Terry and Carol's son and only child Nile was born on December 29, 1960. Around this time Southern began writing for Maurice Girodias' new periodical Olympia Review. He began negotiations with the Putnam company to reissue Candy under his and Hoffenberg's real names, and he hired a new literary agent, Sterling Lord.
In the summer of 1962 Southern worked for two months as a relief editor at Esquire, and during this period he had several stories published in the magazine, including "The Road to Axotle". The Esquire job also enabled him to interview rising filmmaker Stanley Kubrick, who had just completed his controversial screen adaptation of Vladimir Nabokov's novel Lolita. Although Southern knew little about Kubrick, the director was already well aware of Southern's work, having been given a copy of The Magic Christian by Peter Sellers during the making of Lolita.
Southern's life and career changed irrevocably on November 2, 1962, when he received a telegram inviting him to come to London to work on the screenplay of Kubrick's new film, which was then in pre-production.
Dr. Strangelove
Partly on the recommendation of Peter Sellers, Stanley Kubrick asked Southern to help revise the screenplay of Dr. Strangelove (1964). The film was based on the Cold War thriller Red Alert (1958) by Peter George, the rights to which Kubrick had secured for $3000. Kubrick and George's original screenplay (which was to be called Edge of Doom) was a straight political thriller. They then reworked it into a satirical format (provisionally titled The Delicate Balance of Terror) in which the plot of Red Alert was situated as a film-within-a-film made by an alien intelligence.
Southern's work on the project was brief but intense; he officially worked on the script from November 16 to December 28, 1962. Southern began to rely on the amphetamine 'diet pill' Dexamyl to keep him going through the frantic rewriting process; in later years he became increasingly reliant on the drug and he developed a long-term dependency. His amphetamine abuse, combined with his heavy intake of alcohol and other drugs, contributed significantly to health problems in later life.
The major change Southern and Kubrick made was to recast the script as a black comedy jettisoning the "film within a film" structure. Kubrick, George and Southern shared the screenplay credits, but competing claims about who contributed what led to confusion and some conflict between the three men after the film's release. The credit question was further confused by Sellers' numerous ab-libbed contributions—he would often improvise wildly on set, so Kubrick made sure that Sellers had as much camera 'coverage' as possible during his scenes, in order to capture these spontaneous inspirations.

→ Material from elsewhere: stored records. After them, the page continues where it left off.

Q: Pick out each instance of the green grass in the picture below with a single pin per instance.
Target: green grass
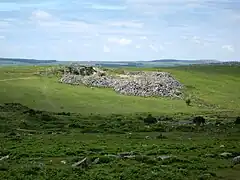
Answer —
(37, 143)
(78, 122)
(210, 89)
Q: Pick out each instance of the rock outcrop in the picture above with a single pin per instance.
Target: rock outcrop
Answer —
(131, 83)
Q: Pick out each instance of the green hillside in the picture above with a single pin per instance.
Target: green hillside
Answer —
(56, 131)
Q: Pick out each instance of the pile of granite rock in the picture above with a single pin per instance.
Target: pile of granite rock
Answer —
(130, 83)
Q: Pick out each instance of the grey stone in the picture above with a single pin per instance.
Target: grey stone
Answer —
(236, 160)
(143, 84)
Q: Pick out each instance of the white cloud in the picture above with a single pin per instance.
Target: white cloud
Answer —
(138, 46)
(120, 41)
(228, 47)
(128, 24)
(86, 45)
(143, 38)
(106, 49)
(106, 7)
(196, 39)
(154, 48)
(41, 15)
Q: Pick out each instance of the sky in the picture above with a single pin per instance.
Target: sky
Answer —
(115, 30)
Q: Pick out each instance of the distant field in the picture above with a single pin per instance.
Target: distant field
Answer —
(211, 88)
(45, 145)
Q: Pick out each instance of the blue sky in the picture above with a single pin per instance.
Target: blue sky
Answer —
(120, 29)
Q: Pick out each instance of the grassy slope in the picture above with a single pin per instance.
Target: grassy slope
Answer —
(38, 147)
(211, 88)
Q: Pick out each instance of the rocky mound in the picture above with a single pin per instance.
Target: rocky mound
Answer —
(131, 83)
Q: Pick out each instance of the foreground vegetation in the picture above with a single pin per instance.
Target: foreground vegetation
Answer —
(46, 127)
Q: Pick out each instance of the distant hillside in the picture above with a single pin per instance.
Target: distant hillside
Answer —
(151, 63)
(186, 61)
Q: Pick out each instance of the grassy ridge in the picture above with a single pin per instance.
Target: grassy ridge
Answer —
(44, 145)
(210, 88)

It is claimed that most of the dark and satiric dialogue was written by Southern. According to Art Miller, an independent producer who hired Southern to write the screenplay for a never-completed comic film about the bumbling Watergate burglars, Southern told him that the best example of his writing in Dr. Strangelove was the classic scene in which B-52 pilot T.J. "King" Kong, played by Slim Pickens, reads off a list of the contents of a survival kit to his crew, concluding that a man could have "a great weekend in Vegas" with some of the items. When the scene was shot, Pickens spoke the scripted line ("Dallas"), but the word "Vegas" had to be overdubbed during post-production because the film was released not long after the assassination of President John F. Kennedy in Dallas. According to Miller, Peter Sellers quietly paid Southern tens of thousands of dollars to create some of the best-known comedy bits for Sellers' beloved character Inspector Clouseau in the Pink Panther film series.
Southern also helped Sellers with dialogue coaching. Originally slated to play four roles, including that of the Texan B-52 bomber pilot Major Kong, the actor had difficulty mastering the accent. Southern, a native Texan, taped himself speaking Kong's lines for Sellers to study. Despite this, Sellers, who had never been comfortable in the role of Kong, was able to extricate himself from the part after allegedly fracturing his ankle, forcing Kubrick to re-cast. The part eventually went to actor Slim Pickens, who Kubrick met during his brief stint working on Marlon Brando's One Eyed Jacks.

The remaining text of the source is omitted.